Even with New Canadians with low levels of English like a 5 or lower, they can often make connections, analysis and evaluations of events although with grammatical mistakes. However, if you listen, you can hear the depth of their logic. A language barrier does not make you self-centred. Juan Pablo’s lack of insight and ego-centrism has nothing to do with his language barrier.

He cannot use his language barrier to make excuses for his derogatory comments about gay people and those with cognitive delays. He has lived in the United States long enough to know that these comments are unacceptable.

Furthermore, when his parents said that he was often rude that was very revealing. Although Juan Pablo says he “likes to be honest”, this type of directness is sometimes even too much for North Americans.

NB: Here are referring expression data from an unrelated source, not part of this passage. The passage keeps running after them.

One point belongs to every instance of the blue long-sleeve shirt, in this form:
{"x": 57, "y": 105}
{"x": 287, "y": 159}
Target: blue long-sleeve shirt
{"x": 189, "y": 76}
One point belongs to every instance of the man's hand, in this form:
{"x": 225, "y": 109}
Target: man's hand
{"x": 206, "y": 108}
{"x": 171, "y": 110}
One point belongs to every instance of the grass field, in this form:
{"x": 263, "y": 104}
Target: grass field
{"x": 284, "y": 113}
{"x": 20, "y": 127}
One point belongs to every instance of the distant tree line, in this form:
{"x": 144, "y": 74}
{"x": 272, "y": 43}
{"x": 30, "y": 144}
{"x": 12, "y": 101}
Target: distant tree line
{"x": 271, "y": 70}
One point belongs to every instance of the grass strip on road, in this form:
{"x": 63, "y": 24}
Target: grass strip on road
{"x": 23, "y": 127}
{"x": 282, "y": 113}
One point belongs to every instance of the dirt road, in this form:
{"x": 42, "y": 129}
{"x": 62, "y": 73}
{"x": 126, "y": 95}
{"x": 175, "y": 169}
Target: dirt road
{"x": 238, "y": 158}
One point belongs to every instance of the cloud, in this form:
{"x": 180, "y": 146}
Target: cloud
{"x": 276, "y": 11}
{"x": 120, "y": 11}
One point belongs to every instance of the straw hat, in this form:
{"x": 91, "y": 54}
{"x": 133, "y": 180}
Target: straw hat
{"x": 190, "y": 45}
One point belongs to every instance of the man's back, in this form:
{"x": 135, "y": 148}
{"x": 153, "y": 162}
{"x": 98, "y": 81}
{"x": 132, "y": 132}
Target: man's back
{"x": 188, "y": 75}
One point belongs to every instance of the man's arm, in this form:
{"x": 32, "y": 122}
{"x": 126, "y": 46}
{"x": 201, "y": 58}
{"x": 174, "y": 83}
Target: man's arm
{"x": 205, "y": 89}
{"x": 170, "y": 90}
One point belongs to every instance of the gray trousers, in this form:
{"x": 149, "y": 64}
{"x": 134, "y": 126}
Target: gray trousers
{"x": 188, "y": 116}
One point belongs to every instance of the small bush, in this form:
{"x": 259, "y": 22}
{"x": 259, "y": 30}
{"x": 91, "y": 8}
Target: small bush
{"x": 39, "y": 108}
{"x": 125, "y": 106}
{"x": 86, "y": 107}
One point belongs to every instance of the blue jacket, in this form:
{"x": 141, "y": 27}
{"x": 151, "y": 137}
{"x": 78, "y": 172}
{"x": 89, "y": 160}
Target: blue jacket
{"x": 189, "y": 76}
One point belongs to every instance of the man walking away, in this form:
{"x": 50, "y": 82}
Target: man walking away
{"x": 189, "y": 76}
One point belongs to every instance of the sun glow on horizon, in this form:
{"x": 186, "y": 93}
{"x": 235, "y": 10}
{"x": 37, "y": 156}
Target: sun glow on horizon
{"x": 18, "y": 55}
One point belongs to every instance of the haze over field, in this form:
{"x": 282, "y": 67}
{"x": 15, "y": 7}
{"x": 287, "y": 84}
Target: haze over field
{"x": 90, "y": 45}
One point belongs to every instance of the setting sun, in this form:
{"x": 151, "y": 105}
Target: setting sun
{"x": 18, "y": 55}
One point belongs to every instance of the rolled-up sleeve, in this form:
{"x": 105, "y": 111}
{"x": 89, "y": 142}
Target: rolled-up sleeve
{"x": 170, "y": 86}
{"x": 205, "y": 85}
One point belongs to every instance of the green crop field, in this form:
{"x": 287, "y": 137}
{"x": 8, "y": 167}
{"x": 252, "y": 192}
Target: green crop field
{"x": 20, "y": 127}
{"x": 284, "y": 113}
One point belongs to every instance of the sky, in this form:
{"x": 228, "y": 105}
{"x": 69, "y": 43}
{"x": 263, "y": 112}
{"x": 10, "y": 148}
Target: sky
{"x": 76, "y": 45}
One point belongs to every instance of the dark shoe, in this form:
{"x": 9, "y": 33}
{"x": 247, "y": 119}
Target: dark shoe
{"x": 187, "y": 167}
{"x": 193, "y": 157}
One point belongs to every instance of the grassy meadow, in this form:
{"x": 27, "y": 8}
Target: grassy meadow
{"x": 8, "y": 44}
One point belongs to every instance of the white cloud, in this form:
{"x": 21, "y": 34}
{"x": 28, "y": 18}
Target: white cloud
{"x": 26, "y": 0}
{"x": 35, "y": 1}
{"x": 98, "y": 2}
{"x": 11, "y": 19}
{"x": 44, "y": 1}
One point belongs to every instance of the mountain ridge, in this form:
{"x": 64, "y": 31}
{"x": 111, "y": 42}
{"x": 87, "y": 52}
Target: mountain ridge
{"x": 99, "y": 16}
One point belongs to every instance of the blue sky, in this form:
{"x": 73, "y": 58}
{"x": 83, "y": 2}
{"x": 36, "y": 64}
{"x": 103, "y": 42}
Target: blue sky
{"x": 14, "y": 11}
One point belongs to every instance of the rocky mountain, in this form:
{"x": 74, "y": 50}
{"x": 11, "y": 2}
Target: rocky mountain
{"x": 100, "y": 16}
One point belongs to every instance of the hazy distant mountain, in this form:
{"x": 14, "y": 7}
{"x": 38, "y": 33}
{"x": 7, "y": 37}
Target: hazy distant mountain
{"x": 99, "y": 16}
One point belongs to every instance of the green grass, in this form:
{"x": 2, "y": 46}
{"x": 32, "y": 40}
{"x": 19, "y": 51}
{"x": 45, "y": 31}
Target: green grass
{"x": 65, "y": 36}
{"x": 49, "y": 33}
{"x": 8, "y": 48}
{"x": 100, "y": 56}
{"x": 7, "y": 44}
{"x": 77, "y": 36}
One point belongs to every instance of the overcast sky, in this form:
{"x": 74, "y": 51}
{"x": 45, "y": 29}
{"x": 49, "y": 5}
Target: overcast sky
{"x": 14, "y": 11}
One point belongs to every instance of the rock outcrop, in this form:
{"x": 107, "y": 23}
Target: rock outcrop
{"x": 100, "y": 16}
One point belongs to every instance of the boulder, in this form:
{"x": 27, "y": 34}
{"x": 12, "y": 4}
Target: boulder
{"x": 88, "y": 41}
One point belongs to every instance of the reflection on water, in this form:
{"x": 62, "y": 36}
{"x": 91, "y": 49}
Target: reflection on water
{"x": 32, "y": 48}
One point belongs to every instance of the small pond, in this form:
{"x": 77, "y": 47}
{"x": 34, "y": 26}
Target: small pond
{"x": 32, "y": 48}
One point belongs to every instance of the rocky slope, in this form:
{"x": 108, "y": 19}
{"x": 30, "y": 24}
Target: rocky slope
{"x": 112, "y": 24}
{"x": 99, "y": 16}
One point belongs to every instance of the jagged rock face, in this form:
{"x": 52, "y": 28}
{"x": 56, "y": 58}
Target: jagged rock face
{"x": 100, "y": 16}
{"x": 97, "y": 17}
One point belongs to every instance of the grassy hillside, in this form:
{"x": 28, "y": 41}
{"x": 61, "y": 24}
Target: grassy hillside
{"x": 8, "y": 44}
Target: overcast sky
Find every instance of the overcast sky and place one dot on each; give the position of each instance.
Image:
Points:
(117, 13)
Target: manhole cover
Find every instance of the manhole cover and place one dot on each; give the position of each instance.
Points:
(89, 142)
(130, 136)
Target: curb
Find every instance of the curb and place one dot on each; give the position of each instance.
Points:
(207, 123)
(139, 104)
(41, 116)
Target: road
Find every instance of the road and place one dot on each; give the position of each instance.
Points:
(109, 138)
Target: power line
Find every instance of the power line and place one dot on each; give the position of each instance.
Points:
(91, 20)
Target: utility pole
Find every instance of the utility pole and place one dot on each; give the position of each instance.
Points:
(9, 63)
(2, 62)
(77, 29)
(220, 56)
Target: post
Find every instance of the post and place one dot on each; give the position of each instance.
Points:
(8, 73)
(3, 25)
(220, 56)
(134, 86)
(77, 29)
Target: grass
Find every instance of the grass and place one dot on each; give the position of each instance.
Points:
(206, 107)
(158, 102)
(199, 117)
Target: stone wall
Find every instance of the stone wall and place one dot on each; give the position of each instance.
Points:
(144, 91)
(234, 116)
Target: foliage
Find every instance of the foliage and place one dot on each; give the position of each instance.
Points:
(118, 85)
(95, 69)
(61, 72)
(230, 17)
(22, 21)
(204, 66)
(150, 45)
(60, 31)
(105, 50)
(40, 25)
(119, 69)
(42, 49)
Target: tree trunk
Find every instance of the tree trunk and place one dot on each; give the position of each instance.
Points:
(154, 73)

But according to Edward T. Hall’s theory of high context communication among Latin’s, Juan Pablo’s communication style would be highly inappropriate for a culture that likes to handle conflict in a more indirect way than spelling it out the way he did. I gather his style would not be a big hit among Latin people who are known for their exceptional politeness.

And by the way, Juan Pablo, you cannot blame your language barrier for not knowing how to say: “I love you” or “Will you marry me?” But blame it on something else. Sometimes, “it’s not easy” but it’s not “okay”. I have two pieces of advice for you: seek a therapist and get a thesaurus.